Finding an answer on how to rebuild the public’s trust in political institutions and business companies is the main challenge of the 2003 World Economic Forum meeting in Davos.
This year's World Economic Forum meeting (from 23-28 January in Davos) will bring together thousands of business executives, academics and political leaders to discuss the theme of building trust in institutions, companies and NGOs. A preparatory survey of 36,000 people, organised by Gallup International and Environics International, showed a dramatic lack of trust by the general public in democratic institutions (parliaments and governments), as well as in global and national companies. The survey showed that the public has the highest trust in the armed forces, NGOs and the United Nations.
The alarming figures confirm a similar survey published in 2002 by Edelman PR Worldwide and Strategy One. The Edelman report concluded that NGOs had strengthened their brands and earned "a seat at the table". It urged businesses to engage in more communication with stakeholders "with speed, dexterity, transparency, and interactivity".
The Davos Summit will be meeting under very high security measures. More than 9.6 million euros have been foreseen to secure the safety of the participants. Several EU Commissioners will be attending the meeting.

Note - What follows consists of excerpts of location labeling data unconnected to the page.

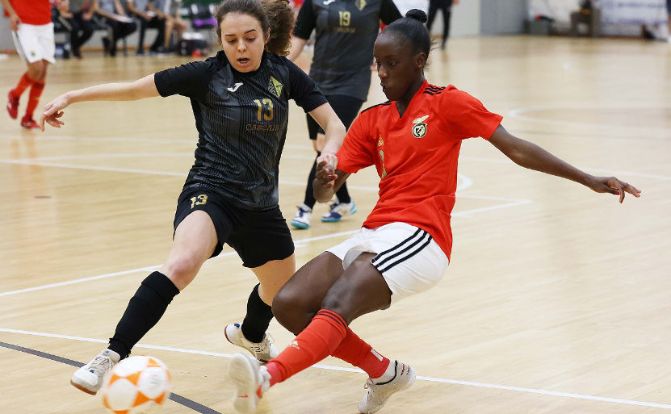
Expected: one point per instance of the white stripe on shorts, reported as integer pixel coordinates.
(402, 251)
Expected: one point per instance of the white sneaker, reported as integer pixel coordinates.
(338, 210)
(251, 380)
(263, 351)
(301, 220)
(89, 378)
(378, 394)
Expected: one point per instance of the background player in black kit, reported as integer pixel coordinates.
(343, 53)
(240, 102)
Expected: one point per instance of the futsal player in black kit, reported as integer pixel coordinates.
(343, 53)
(240, 101)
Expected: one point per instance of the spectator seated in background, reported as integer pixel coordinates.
(174, 23)
(587, 15)
(148, 16)
(75, 17)
(115, 18)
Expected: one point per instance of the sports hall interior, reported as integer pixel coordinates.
(557, 299)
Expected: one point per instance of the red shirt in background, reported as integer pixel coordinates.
(416, 156)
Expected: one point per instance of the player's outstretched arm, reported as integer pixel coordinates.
(123, 91)
(530, 155)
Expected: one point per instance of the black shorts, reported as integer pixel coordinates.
(346, 107)
(257, 236)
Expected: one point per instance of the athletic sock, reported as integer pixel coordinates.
(24, 83)
(359, 353)
(144, 310)
(309, 200)
(258, 317)
(317, 341)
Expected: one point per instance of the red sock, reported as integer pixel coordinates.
(34, 98)
(24, 82)
(317, 341)
(357, 352)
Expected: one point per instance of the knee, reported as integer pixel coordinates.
(181, 270)
(291, 311)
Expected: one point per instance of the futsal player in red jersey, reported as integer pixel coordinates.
(404, 246)
(33, 34)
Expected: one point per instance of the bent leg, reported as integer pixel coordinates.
(301, 297)
(194, 243)
(360, 289)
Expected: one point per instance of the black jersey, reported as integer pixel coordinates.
(242, 123)
(346, 32)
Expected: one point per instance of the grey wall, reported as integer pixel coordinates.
(484, 17)
(502, 16)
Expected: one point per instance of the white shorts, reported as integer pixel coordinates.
(407, 257)
(35, 43)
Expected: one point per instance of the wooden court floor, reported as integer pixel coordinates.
(557, 300)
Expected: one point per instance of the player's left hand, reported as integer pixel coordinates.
(613, 186)
(53, 111)
(326, 174)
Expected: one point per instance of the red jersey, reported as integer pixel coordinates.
(416, 156)
(36, 12)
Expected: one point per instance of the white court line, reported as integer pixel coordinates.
(525, 115)
(475, 384)
(297, 242)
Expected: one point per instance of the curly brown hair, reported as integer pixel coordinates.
(275, 16)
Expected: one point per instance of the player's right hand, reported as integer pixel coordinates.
(326, 174)
(53, 111)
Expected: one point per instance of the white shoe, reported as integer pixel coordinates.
(339, 210)
(263, 351)
(251, 380)
(378, 394)
(301, 220)
(89, 378)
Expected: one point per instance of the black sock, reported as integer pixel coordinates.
(258, 317)
(144, 310)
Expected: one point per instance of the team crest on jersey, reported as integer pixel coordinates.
(275, 87)
(419, 127)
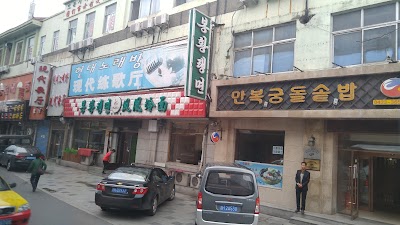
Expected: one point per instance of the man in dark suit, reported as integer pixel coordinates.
(302, 180)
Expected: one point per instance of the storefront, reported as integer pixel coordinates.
(271, 124)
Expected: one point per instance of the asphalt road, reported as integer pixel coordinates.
(47, 210)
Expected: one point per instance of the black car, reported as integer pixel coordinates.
(18, 156)
(135, 187)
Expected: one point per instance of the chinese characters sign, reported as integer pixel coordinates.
(58, 90)
(355, 92)
(200, 27)
(12, 111)
(158, 67)
(74, 7)
(267, 175)
(40, 86)
(155, 105)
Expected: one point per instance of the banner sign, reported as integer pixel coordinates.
(267, 175)
(58, 90)
(158, 67)
(13, 111)
(155, 105)
(380, 91)
(40, 86)
(200, 27)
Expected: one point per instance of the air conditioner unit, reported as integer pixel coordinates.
(194, 181)
(136, 29)
(161, 20)
(181, 179)
(148, 25)
(249, 3)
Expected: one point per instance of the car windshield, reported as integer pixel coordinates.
(230, 183)
(130, 174)
(3, 185)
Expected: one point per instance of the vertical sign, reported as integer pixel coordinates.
(40, 86)
(58, 90)
(198, 54)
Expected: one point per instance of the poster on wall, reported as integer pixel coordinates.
(267, 175)
(159, 67)
(58, 90)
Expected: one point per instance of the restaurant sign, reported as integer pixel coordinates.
(200, 27)
(155, 105)
(353, 92)
(159, 67)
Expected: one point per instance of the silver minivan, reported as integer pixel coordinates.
(228, 194)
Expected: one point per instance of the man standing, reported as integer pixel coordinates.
(302, 180)
(106, 160)
(37, 168)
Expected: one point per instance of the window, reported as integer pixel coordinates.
(72, 31)
(56, 35)
(109, 18)
(264, 51)
(41, 46)
(89, 25)
(1, 56)
(18, 52)
(366, 36)
(186, 143)
(150, 7)
(29, 48)
(260, 146)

At the same time as the Davos Summit, the yearly World Social Forum is organised in Porto Alegre Brazil as the anti-capitalist counterpart to the Swiss meetings. The Porto Alegre summit aims to promote alternatives to the current economic and world system under the motto "Another world is possible". A second anti-WEF is held simultaneously in Davos from 23-27 January. This fourth international conference "Public Eye on Davos" will be opened by Oscar Lafontaine, the former German finance minister, with a speech on the social and environmental responsibilities of big business.